Zenn、GitHub、X、YouTube——それらは名を変えた王国だ。領地を持たない代わりに、サーバを領土とし、アルゴリズムを法典とする。そこに生きる我々は「ユーザ」と呼ばれるが、実態は小作人に近い。土地を離れれば生計は立たず、収穫(=フォロワー)もまた、領主の気まぐれな政策に左右される。
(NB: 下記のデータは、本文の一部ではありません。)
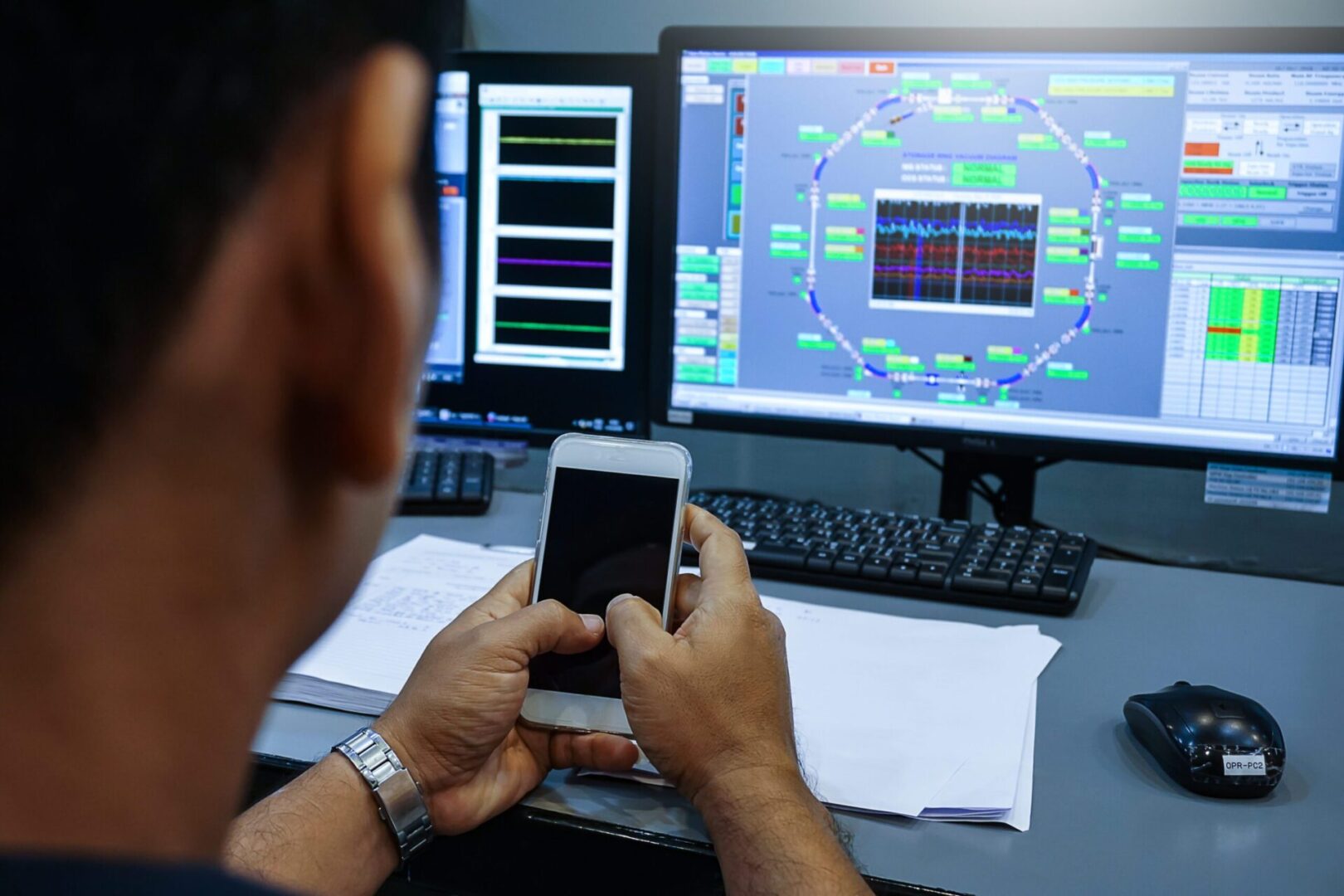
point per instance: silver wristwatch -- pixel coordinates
(397, 794)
プラットフォームはいつも言う。「私たちはあなたの創造を支援します」と。
だが、その裏には「あなたの創造は私たちの所有物です」という沈黙がある。
プライバシーポリシーの改訂は、王の勅令のように下る。
異議申し立ての余地はなく、ただ「読むか・去るか」だけが与えられる選択肢だ。
我々はそれを「自由」と呼んで自ら慰めているが、実際には、既にその自由を譲り渡している。
なぜなら、離脱すれば築いた評判、つながり、歴史がすべて失われるからだ。
データは持ち出せても、関係は持ち出せない。フォロワーという名の領民は、プラットフォームの柵の内側に留め置かれる。
この構造はまるで、封建制の再演である。
かつて貴族は血統によって地位を得た。今、プラットフォーム貴族は「成果」によってその正当性を得る。
血統が偶然に基づくように、成果もまた環境と運の産物だ。
アルゴリズムの光が一度当たれば、可視性は雪だるま式に膨らむ。
努力は必要条件に過ぎず、十分条件ではない。
そして気づけば、その「成果」さえもアルゴリズムが分配する。
努力が報われないことを「自分のせい」と思い込む文化は、見事にこの構造を支えている。
貴族制が「神意」によって正当化されたように、成果主義は「公平さ」の幻想によって正当化される。
だが本当の支配者は、神でも公平でもない。
それはデータセンターの奥で冷たく光る推薦エンジンだ。
かつて王が臣民の税を定めたように、今はアルゴリズムが視線の配分を定める。
我々は反抗もする。オープンソースを信じ、分散型を夢見る。
だが、気づけばGitHubのリポジトリに依存し、npmのエコシステムに縛られている。
自由を叫びながら、クラウドの檻の中でコードを書く。
皮肉なことに、最も自由を愛する者たちが、最も深く囲い込まれている。
それでも我々は書く。コードを、文章を、思想を。
なぜなら、それだけが抵抗の証だからだ。
「同意しない自由」が失われた世界で、言葉を紡ぐことこそ、最後に残された同意拒否の行為である。
プラットフォームの封建制を生き抜くとは、黙って従うことではない。
その構造を理解し、観察し、記述することだ。
支配のメカニズムを可視化する者だけが、支配を相対化できる。
我々はもはや完全に自由ではない。
だが、自由を観測する知性だけはまだ手放していない。